Новые условия вознесли епископа Акакия Урюпинского и Ангорского в ранг сановника областной Администрации. В окружении богов местного Олимпа, он купается в лучах мирской славы, отделённый новым положением от нужд и забот своей паствы.
Устав РПЦ 2000 возлагает на епископа ответственность за соблюдение норм церковного права: «Епархиальный архиерей несёт ответственность за осуществление положений настоящего Устава, постановлений Соборов и священного Синода» [132].
Эта формальная ответственность не может осуществиться из-за отсутствия органа, контролирующего исполнительную власть. Природа исполнительной власти требует контроля за её законным употреблением. Вне такого контроля исполнительная власть становится самодержавной: «Русская земля держится Божиим благословением, молитвами Пресвятыя Богородицы, да нами, своими государями, а не судьями, воеводами и стратигами. А холопов своих мы вольны жаловать, а вольны же и казнити» [133].
Произвол авторитарной власти выражает торжество индивидуализма над личностью, которая принимает на себя ответственность за поступки и становится заложницей собственной добросовестности и верности.
Патриархия контролирует исполнение только некоторых положений Устава РПЦ 2000, затрагивающих её корпоративные интересы.
8.1.2. Судебная власть
Отдел Священного Собора 1917-18 г. «Об устройстве и принципах церковного суда» указал на неудовлетворительность Консисторского судопроизводства. Предсоборное Присутствие в 1906 г. признало, положительно оценило принципы светского суда и рекомендовало инсталлировать их в церковное судоустройство и судопроизводство. Эти принципы:
1) разделение судебной власти от исполнительной;
2) гласное и открытое судопроизводство;
3) равноправие и состязательность сторон.
В отличие от демократической установки на категоричное разделение исполнительной и судебной властей, в церковной практике сложилась традиция возглавления епископом обеих ветвей власти: исполнительной и судебной. Часть епископов на Священном Соборе 1917-18 г. отстаивала исторически сложившуюся практику, поскольку она сохраняет за епископом всю полноту епархиальной власти.

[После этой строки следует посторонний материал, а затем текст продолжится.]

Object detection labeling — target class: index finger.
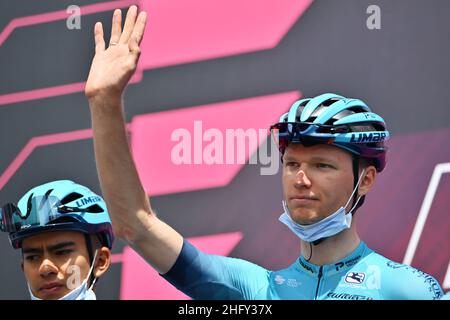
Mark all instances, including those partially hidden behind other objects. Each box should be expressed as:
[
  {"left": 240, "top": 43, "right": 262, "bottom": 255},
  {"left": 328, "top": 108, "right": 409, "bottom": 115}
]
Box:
[{"left": 94, "top": 22, "right": 105, "bottom": 53}]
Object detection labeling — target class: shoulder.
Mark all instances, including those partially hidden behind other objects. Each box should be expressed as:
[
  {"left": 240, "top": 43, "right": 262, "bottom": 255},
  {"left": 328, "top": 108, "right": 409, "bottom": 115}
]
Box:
[
  {"left": 364, "top": 251, "right": 443, "bottom": 300},
  {"left": 163, "top": 239, "right": 270, "bottom": 299},
  {"left": 211, "top": 254, "right": 270, "bottom": 277},
  {"left": 441, "top": 292, "right": 450, "bottom": 300},
  {"left": 173, "top": 239, "right": 270, "bottom": 277}
]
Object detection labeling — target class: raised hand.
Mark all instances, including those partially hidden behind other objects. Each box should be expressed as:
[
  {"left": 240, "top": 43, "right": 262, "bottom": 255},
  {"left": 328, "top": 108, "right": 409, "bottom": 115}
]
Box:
[
  {"left": 85, "top": 6, "right": 147, "bottom": 100},
  {"left": 87, "top": 5, "right": 183, "bottom": 273}
]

С другой стороны, судебная власть обретает смысл только при условии независимости судей: судьи должны быть независимы и подчиняться только закону. Если судьи находятся в материальной, административной, политической и прочей зависимости, то их решения теряют объективность и правовое содержание. Они не могут принимать независимые решения, руководствуясь законом и совестью. Решения суда оцениваются не как «правосудные», а как «целесообразные», «положительные», «выгодные»... наступает эпоха «телефонного права»... Суд превращается в карательный орган исполнительной власти.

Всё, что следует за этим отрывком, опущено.